Optimization Informed by Geometric Invariant Theory and Symplectic Geometry

Clayton Shonkwiler

Colorado State University

shonkwiler.org

/icerm24

this talk!

Recent Progress on Optimal Point Distributions and Related Fields

June 3, 2024

Collaborators

Tom Needham

Florida State University

Funding

National Science Foundation (DMS–2107700)

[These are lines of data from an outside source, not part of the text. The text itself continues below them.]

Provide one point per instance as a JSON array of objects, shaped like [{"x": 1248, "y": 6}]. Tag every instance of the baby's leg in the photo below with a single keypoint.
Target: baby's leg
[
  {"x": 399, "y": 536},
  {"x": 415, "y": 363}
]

Simons Foundation (#709150)

Dustin Mixon

The Ohio State University

Soledad Villar

Johns Hopkins University

Anthony Caine

Colorado State University

Take-Home Message

Symmetry + geometry sometimes tells you an optimization problem is easier than expected.

Equal-Norm Parseval Frames

A spanning set \(f_1, \dots , f_n \in \mathbb{C}^d\) is a frame.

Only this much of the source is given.